By adopting a qualified retirement plan, your business will receive a tax deduction for any contributions made to the plan on behalf of your employees. In addition, and in contrast to salary paid to employees, contributions you make to the plan on behalf of your employees will not be subject to Social Security and Medicare taxes. Also, contributions made by you or your employee will not be included in taxable income for your employee for the year and contributions to the plan may be invested and are allowed to grow tax-free.

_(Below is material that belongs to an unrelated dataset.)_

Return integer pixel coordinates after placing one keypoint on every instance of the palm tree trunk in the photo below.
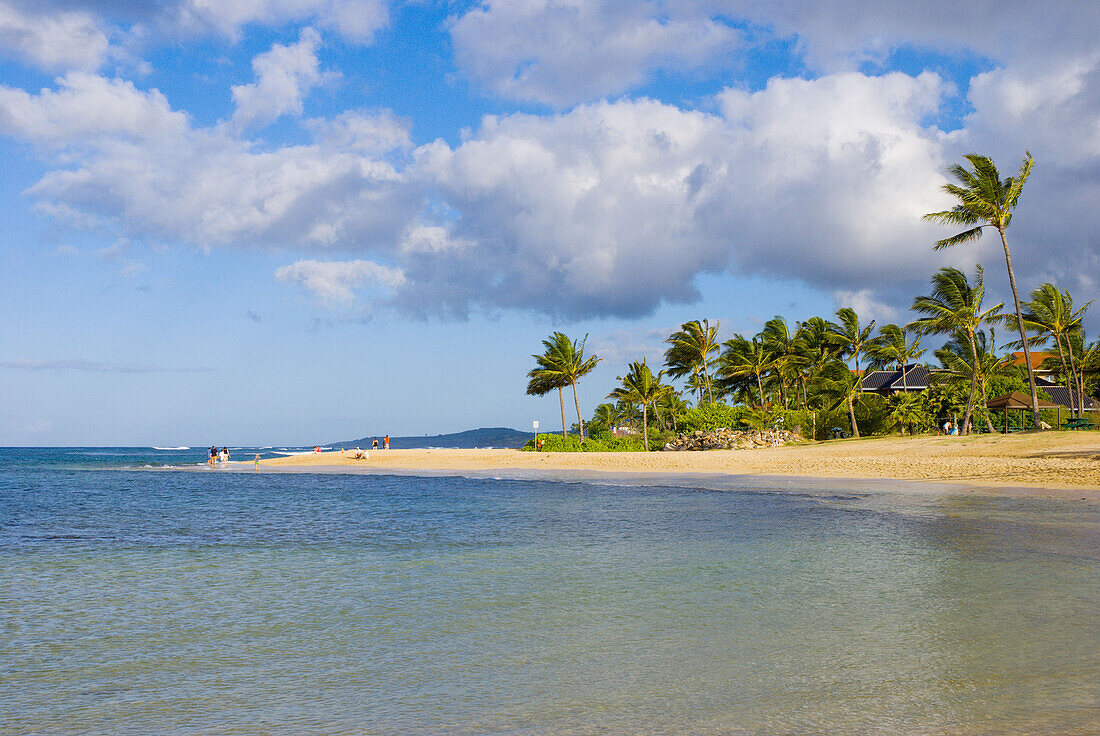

It is often difficult to compensate hard work performed by you or your employees without incurring significant tax consequences. For example, you could pay yourself an additional $20,000 through a salary increase or bonus. However, in order to provide an additional $20,000, the company will incur a combined $1,530 in Social Security and Medicare tax (assuming your salary is under the $106,800 Social Security wage threshold). In addition, the payment would be subject to a combined $1,130 in Social Security and Medicare taxes to you and would also result in an additional $6,000 in federal and state income taxes (assuming a combined rate of 30 percent). As a result, from the $21,530 cost incurred by the company, you will receive just $12,870 in take-home pay. In contrast, you could contribute $20,000 to your qualified plan with no immediate tax consequences to your business or yourself. That same $20,000 contribution would also earn interest or gains from investments on a tax-free basis.

In addition to the significant tax savings provided to retirement plans due to the effects of compounding small, regular contributions to a qualified retirement plan can provide you and your employees an opportunity for significant wealth accumulation that can provide peace of mind and income security for the entirety of your retirement.